Thursday, October 18, 2007

Damned Beautiful

It's strange to think that Fitzgerald was only twenty-five when he wrote his second novel. Both Anthony and Gloria are passed thirty when they finally crack-up with the weight of a decade of abusing alcohol behind them and in their early twenties they are still relatively secure in their complacent sense that life owes them all the good things it can offer. But Fitzgerald seems to foresee his doom (in terms of the fate of Anthony, his surrogate) in precise, sometimes excruciating detail even as a comparatively young man. In fact, he sees it so clearly and with such moral certainty that it's very difficult to sympathise with the central characters. Yes, you feel sorry for them but you don't really inhabit them. You're outside them always, aware of just how unpleasant they are, and how stupid. I was wrong yesterday to mention a there-but-for-the-grace-of-God effect. This is more like watching some particular asinine folk on a dreadful reality tv show and feeling superior in the knowledge you couldn't be quite that idiotic. I think Fitzgerald convinces the reader that the world around the doomed pair might see them as representing some sort of glamour, but it's not credible that the reader might fall for this delusion. I spent quite a bit of the first third of the novel hoping (ungallantly) that someone might kick Gloria, and at least some of the last third rather happy (uncharitably) that the pair were getting what they deserved. I think Fitzgerald wants the reader to feel this way, but I think he also wants you to feel other ways and I'm not so sure I was able to.
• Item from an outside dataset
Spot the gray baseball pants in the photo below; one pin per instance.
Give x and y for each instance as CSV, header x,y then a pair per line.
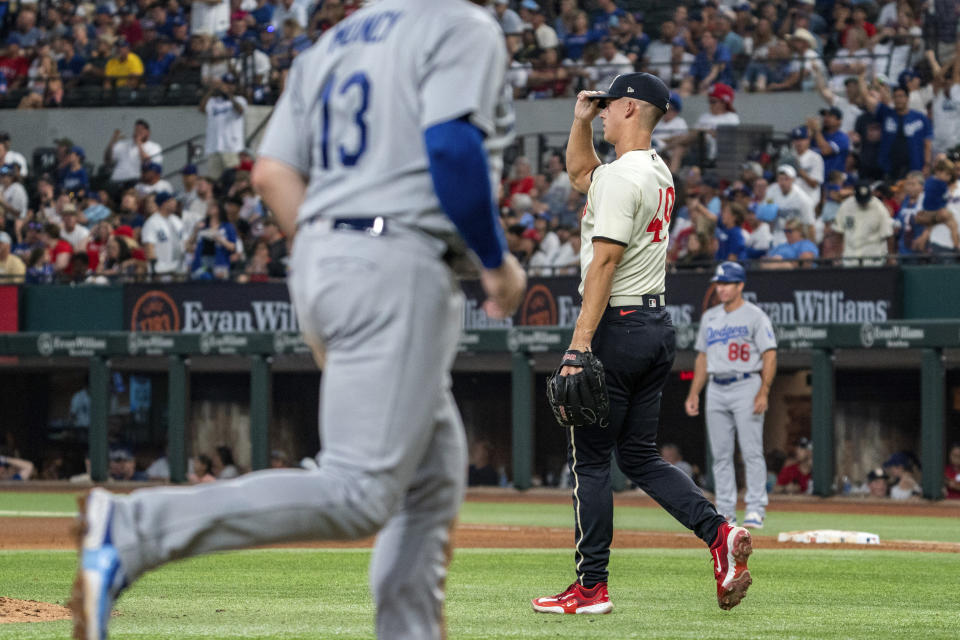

As an honest study of what alcohol is capable of doing to those prone to addiction thereto the novel is a brilliant success. But I don't think it makes any larger statement about life in general and its world in particular. We have to wait for Gatsby for that. How did Fitzgerald do it? - turning from the writing of good, at times very good, books to greatness? Three things may have helped: he was sober when writing Gatsby; he finally got away from autobiographical central characters, approaching his experiences slantwise, as it were; and he learned to leave things out.

Oh, and he stopped writing sentences like: Anthony lay upon the lounge looking up One Hundred and Twenty-seventh Street toward the river, near which he could see a single patch of vivid green trees that guaranteed the brummagem umbrageousness of Riverside Drive. And on my count that's the third time he uses brummagem in the novel. Surely he must have had more than a few at that point.